4Mais, pour autant, qu’en est-il en termes de citoyenneté et de démocratie, dans les instances internationales comme l’Unesco ou la Cour internationale de justice ? La déclaration des Droits de l’Homme proclame bien l’égalité des droits et récuse les inégalités, licites sous des temps régaliens désormais révolus. Les décisions juridiques, les conventions internationales (sur la diversité des expressions culturelles, par exemple) font une obligation abstraite du droit à la différence, à l’existence de la pluralité des langues, même minoritaires, transformant en « principe » l’antique malédiction de Babel.

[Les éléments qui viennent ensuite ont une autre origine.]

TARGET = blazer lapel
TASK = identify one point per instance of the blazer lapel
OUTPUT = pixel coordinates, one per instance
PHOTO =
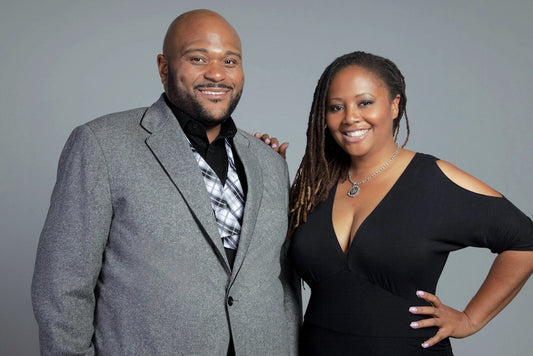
(170, 146)
(254, 195)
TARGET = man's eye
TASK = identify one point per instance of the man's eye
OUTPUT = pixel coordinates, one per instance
(230, 61)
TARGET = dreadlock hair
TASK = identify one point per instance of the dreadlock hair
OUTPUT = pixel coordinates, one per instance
(324, 161)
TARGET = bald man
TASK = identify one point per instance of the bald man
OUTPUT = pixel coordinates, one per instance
(166, 228)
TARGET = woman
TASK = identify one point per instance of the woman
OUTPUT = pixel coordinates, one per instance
(372, 225)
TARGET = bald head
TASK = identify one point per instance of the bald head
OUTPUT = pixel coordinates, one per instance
(201, 67)
(190, 22)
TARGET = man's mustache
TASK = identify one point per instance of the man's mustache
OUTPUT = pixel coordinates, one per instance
(213, 85)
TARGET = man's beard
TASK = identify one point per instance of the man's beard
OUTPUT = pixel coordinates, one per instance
(190, 105)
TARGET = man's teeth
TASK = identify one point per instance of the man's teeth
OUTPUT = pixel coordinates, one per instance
(213, 92)
(356, 133)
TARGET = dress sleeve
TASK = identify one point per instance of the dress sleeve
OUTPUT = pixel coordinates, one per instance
(508, 228)
(479, 220)
(71, 246)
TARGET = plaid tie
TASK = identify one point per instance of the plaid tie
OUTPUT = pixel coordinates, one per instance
(227, 200)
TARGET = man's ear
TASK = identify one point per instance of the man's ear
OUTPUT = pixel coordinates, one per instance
(162, 66)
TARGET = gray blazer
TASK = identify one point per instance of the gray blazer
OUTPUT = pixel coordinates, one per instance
(130, 261)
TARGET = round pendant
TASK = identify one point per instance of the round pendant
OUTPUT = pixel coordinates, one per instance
(354, 190)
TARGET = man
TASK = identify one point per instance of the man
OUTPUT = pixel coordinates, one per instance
(166, 230)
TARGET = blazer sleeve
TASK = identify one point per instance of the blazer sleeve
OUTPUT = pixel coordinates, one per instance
(71, 247)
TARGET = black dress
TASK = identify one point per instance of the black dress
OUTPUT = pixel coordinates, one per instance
(360, 299)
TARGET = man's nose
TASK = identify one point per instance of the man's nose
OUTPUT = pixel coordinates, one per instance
(215, 72)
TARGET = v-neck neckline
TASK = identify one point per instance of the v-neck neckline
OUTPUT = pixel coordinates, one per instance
(363, 223)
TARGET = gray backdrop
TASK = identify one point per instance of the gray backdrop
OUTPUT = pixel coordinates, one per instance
(469, 82)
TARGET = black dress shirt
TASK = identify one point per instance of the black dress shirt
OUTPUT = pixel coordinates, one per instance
(213, 153)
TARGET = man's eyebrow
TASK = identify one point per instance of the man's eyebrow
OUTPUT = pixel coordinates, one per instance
(203, 50)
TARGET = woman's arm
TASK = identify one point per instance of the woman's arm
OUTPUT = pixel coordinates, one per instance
(508, 274)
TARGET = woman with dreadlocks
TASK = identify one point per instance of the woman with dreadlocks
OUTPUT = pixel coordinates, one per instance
(372, 224)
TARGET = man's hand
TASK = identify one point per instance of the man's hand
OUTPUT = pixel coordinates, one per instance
(273, 143)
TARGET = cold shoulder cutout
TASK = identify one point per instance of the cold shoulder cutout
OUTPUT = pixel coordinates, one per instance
(465, 180)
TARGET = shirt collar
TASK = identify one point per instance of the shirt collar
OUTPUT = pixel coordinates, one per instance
(193, 128)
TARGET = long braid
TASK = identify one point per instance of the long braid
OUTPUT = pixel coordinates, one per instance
(324, 162)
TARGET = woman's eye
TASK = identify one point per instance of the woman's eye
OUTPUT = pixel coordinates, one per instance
(335, 108)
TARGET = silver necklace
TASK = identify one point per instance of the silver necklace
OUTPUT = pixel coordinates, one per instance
(354, 190)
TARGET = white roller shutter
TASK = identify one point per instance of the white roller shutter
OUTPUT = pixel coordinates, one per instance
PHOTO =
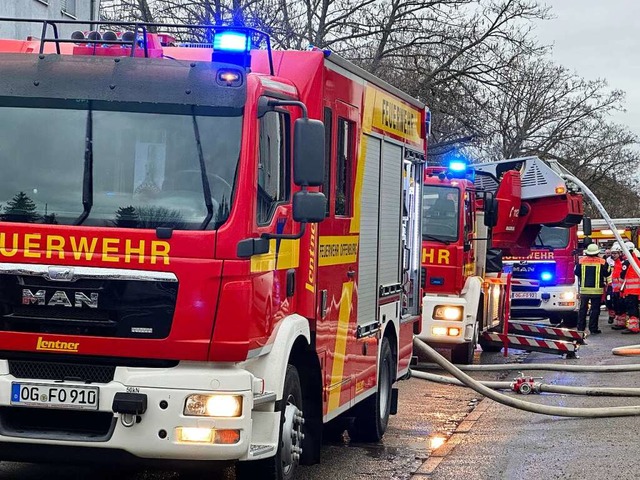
(390, 215)
(368, 254)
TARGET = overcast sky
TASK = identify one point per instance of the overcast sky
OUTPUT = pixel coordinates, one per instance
(599, 39)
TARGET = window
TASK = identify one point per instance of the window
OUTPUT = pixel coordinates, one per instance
(440, 213)
(69, 7)
(145, 173)
(326, 184)
(273, 166)
(552, 237)
(344, 170)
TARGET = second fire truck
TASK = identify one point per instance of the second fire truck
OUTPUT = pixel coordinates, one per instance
(471, 217)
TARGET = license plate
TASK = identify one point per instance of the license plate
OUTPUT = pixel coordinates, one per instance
(54, 396)
(524, 294)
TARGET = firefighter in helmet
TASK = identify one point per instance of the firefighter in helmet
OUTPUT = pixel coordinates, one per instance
(618, 307)
(630, 289)
(592, 272)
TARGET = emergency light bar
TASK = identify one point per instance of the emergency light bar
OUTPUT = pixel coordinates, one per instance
(232, 41)
(458, 166)
(232, 45)
(228, 44)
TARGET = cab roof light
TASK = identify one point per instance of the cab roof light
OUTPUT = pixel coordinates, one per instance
(458, 166)
(232, 45)
(232, 41)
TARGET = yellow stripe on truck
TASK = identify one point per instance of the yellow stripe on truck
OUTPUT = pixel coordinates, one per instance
(288, 256)
(337, 371)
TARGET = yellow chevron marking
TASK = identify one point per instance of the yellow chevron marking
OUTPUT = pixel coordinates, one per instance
(337, 371)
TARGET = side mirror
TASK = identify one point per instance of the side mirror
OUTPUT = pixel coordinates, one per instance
(494, 260)
(586, 226)
(309, 207)
(308, 152)
(491, 212)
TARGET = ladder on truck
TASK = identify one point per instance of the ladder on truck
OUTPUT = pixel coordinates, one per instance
(538, 179)
(528, 336)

5Comme il est loin le temps où les écoliers de la République ne devaient s’exprimer que dans la langue officielle, inconnue de leurs parents. Se révèle ainsi une injonction paradoxale : soyez différents, mais tous unis dans une communauté nationale, européenne, internationale, ce qu’avait déjà souligné Montesquieu. Près de trente années de séances de travail dans les instances internationales permettent de témoigner que la « langue de guimauve », c’est-à-dire ces textes adoptés à l’unanimité ont effectivement perdu tout relief, toute saveur locale. On ignore les interminables séances, parfois en nocturne et sans interprète, portant sur la marque ou non du pluriel, l’ajout d’un adjectif qualifiant. Pour devenir universellement applicables, sans aucun recours à la force, les textes adoptés doivent être acceptables pour tous, les aspérités, particularismes, soigneusement gommés pour éviter tout conflit ou revendication ultérieurs. Les silences, les omissions, les abandons d’amendement, autant de sacrifices, autant de batailles perdues par chacun au nom de l’intérêt général.
6Un membre éminent (un des douze juges) de la Cour internationale de la Haye, témoigne du travail d’invention conceptuelle juridique auquel se livrent les juges qui doivent « créer » des notions nouvelles (en droit international) là où n’existaient jusqu’alors que la loi du marché ou la supériorité de la flotte. Il s’agit, tout comme dans les domaines de la science, de l’éducation ou des arts, de dépasser les coutumes régionales, nationales, dans un espace public, au nom du Bien commun.
7Langue de bois ? Certes non, pour qui sait l’entendre, chaque phrase vibre encore des combats livrés pour son élaboration collective ; mais il y a déjà deux siècles, Jean-Jacques Rousseau gémissait : je n’ai pas l’art d’être clair pour qui ne veut pas être attentif.